Press release from the Office of Tennessee Gov. Bill Haslam; Sept. 23, 2013:

DICKSON – Tennessee Gov. Bill Haslam today announced a $693,961 workforce development equipment grant for the Tennessee College of Applied Technology (TCAT) – Dickson and its new Clarksville expansion site.

The governor proposed and the General Assembly approved $16.5 million in this year’s budget for equipment and technology related to workforce development programs at Tennessee colleges of applied technology and community colleges, part of Haslam’s “Drive to 55” effort to increase the number of Tennesseans with post-secondary credentials.

These strategic investments resulted from the governor meeting with businesses and education officials across the state last fall to better understand workforce development needs. One of the most common themes he heard was the lack of capacity and equipment at Tennessee colleges of applied technology and community colleges to meet job demand, so these grants are aimed at addressing those gaps.

“Currently only 32 percent of Tennesseans have certificates or degrees beyond high school, and studies show that by 2025, that number must be 55 percent to meet workforce demands,” Haslam said. “We must have qualified Tennesseans to fill those positions, and these grants are going to have an immediate impact because these programs have high placement rates in fields that are looking to fill jobs now.”

The majority of the grant, $534,170, will go to both the Dickson and Clarksville locations to address the critical need for equipment in the Industrial Maintenance & Electricity Technology, Mechatronics, and Machine Tool Technology programs. The grant will allow the TCAT-Dickson to purchase training equipment for mechanical systems, electronics, industrial motor controls, hydraulics, pneumatics and wiring. Graduation from any one of these three programs prepares students for the workforce and provides up to 30 credit hours to transfer into a community college toward an Applied Associate Degree in General Technology.

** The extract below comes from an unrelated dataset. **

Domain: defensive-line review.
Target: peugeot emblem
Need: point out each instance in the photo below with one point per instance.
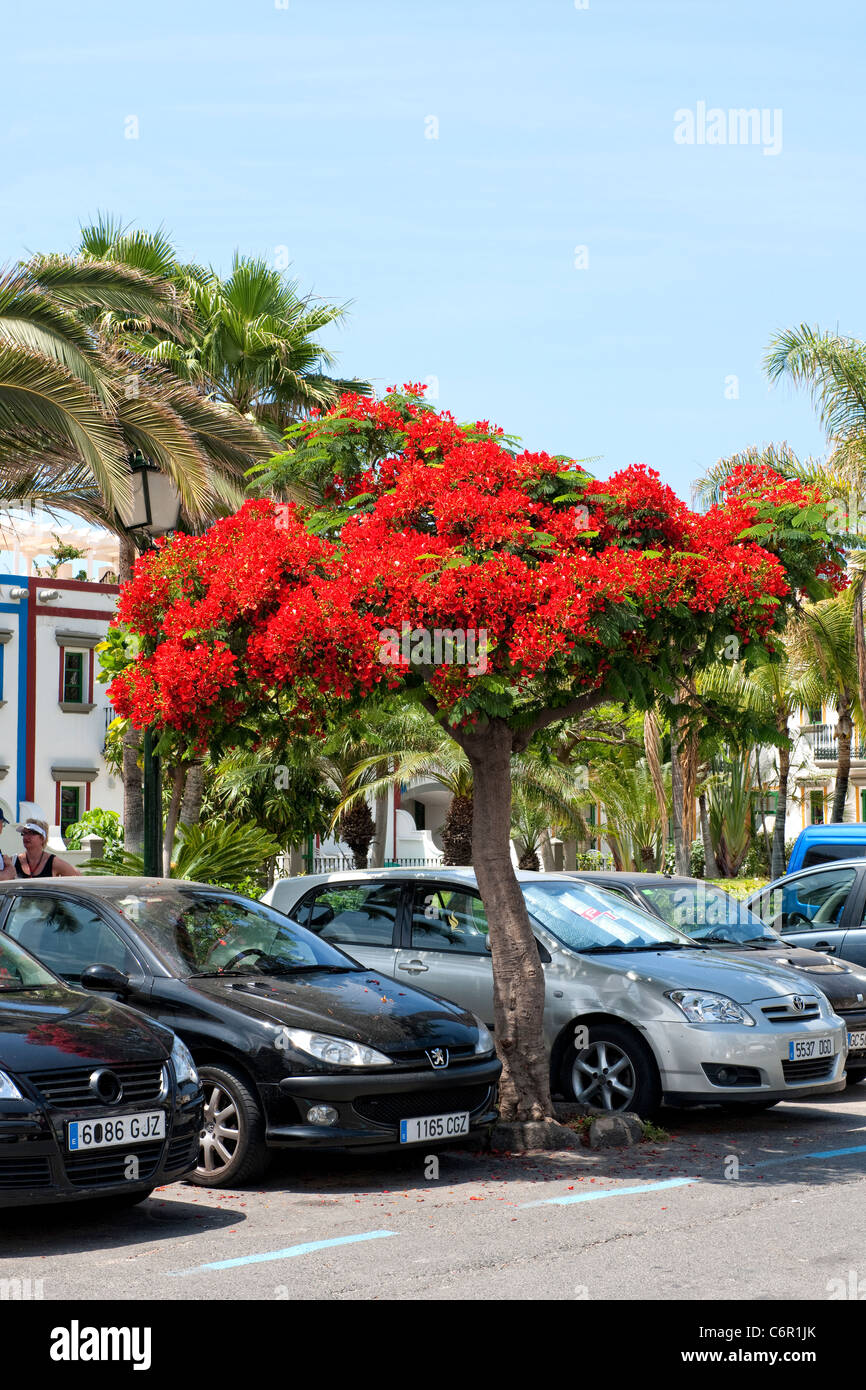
(106, 1086)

The remaining $159,791 is for the TCAT-Dickson expansion site in Clarksville and equipping the school’s new welding/pipefitting and millwright programs to meet national accreditation standards. Completion of these programs provides a direct entry to the workforce and the ability to transfer 30 credit hours toward an applied associate degree. The equipment will help qualify program graduates in several different high-skill occupations.